This prehistoric rock art forms Malawi’s only terrestrial UNESCO World Heritage Site © Ariadne van Zandbergen, Africa Image Library
Rock paintings aside, this is a very scenic part of Malawi, studded with dozens of massive granite inselbergs (outcrops), and ideal for casual rambling.
Stretching northwest of Dedza for about 25km, the Chongoni Rock Art Area is one of Malawi’s most neglected national treasures, containing 127 rock faces and shelters that represent an ancient painting tradition dating back at least 2,000 years. Despite being inscribed as the country’s second UNESCO World Heritage Site (the other being Lake Malawi National Park) in 2006, the area has seen little formal tourist development. Despite this lack of development, several panels can still be visited with reasonable ease by interested travellers, most notably those at Chencherere, Namzeze and Mphunzi. At the core of the 126km² UNESCO-inscribed rock-art area, the Chongoni Forest Reserve lies immediately east of the M1 north of Dedza, and is also the site of the Chongoni Forestry College and associated Kazela Forestry Resthouse. Two-thirds of the painted panels lie within the forest reserve, including Chencherere and Namzeze, but the rock-art area also extends southwest from the M1 as far as Mphunzi Mountain, where a cluster of eight panels forms the most worthwhile goal in the area for those with time to visit one site only.
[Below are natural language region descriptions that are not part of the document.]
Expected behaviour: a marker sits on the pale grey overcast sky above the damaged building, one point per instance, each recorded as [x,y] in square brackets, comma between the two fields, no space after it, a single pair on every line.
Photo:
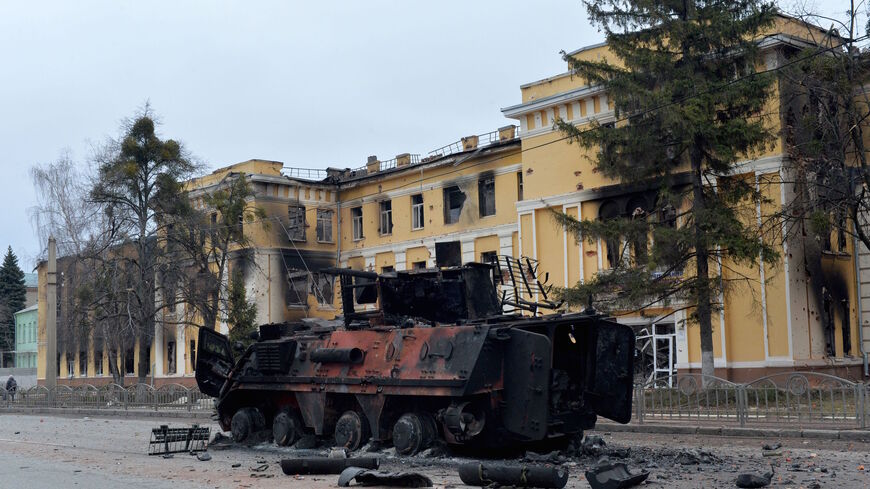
[312,84]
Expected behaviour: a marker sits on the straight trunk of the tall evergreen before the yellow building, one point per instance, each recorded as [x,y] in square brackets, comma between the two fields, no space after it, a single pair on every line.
[702,268]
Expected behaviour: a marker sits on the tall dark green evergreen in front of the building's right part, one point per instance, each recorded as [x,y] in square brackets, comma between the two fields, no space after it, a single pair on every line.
[689,103]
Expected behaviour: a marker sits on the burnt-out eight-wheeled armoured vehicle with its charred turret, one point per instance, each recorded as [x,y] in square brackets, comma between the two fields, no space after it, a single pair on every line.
[426,354]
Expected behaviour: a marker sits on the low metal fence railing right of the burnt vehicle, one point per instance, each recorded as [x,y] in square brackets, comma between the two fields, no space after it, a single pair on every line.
[799,399]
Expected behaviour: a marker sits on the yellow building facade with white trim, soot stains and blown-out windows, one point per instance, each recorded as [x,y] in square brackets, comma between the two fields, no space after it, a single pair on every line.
[494,194]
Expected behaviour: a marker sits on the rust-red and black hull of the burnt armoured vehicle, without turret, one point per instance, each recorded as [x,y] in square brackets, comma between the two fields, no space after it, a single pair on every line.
[503,379]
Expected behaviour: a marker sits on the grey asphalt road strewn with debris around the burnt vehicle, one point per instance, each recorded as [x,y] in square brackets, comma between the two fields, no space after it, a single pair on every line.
[56,452]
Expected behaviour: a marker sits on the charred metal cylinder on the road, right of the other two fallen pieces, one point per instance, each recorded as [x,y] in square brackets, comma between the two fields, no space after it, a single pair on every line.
[484,474]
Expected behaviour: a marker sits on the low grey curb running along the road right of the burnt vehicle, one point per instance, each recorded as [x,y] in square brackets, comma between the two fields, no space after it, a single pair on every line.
[818,434]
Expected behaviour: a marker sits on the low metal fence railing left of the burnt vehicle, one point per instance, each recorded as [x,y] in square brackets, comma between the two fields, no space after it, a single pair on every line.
[170,397]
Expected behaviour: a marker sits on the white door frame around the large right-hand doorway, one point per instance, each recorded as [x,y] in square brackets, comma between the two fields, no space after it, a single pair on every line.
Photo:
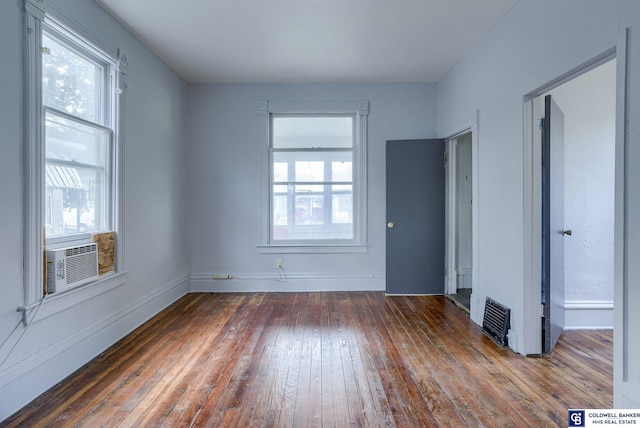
[533,109]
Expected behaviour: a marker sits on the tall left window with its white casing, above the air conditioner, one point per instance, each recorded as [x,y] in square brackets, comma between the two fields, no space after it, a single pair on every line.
[74,95]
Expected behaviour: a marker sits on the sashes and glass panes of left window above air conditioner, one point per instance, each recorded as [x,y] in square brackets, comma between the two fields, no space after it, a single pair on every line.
[76,95]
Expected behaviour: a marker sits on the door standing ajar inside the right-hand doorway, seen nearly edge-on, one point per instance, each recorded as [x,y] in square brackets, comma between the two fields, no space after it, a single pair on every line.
[553,232]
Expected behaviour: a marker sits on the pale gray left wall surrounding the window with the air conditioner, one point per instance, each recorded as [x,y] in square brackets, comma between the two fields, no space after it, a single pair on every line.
[155,243]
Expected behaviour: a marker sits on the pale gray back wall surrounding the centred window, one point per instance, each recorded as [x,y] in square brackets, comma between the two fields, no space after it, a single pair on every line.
[226,173]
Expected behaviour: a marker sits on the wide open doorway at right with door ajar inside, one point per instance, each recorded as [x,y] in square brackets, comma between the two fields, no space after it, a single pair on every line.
[580,247]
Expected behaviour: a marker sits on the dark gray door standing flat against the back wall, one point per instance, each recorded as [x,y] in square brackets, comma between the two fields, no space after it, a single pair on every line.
[415,217]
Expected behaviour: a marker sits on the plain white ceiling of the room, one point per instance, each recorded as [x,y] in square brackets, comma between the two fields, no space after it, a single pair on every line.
[290,41]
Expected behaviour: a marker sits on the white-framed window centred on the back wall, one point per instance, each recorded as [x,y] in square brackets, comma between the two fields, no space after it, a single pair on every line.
[316,168]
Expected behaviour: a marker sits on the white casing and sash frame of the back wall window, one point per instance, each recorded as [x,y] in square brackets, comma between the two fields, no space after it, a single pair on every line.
[340,239]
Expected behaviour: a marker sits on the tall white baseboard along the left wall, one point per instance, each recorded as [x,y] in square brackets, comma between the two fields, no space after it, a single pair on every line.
[24,381]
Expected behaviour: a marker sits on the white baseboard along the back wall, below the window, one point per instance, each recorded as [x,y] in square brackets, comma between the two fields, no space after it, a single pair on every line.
[297,282]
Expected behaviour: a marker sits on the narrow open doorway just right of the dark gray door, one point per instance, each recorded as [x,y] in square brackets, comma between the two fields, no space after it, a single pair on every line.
[460,220]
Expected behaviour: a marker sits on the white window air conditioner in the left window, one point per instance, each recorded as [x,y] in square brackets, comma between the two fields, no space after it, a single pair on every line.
[70,267]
Rock paintings aside, this is a very scenic part of Malawi, studded with dozens of massive granite inselbergs (outcrops), and ideal for casual rambling, whether you’re based in Dedza Town or the resthouse at Chongoni Forestry College. The forest reserve supports a mixture of plantation forest and Brachystegia woodland, as well as small patches of evergreen forest on some of the hills. Baboon, vervet monkey, rock hyrax, grey duiker and klipspringer are quite common in the area, leopard and samango monkey are present in the evergreen forest, and the varied avifauna includes a similar range of Brachystegia-associated species as Dzalanyama, as well as a limited selection of forest species.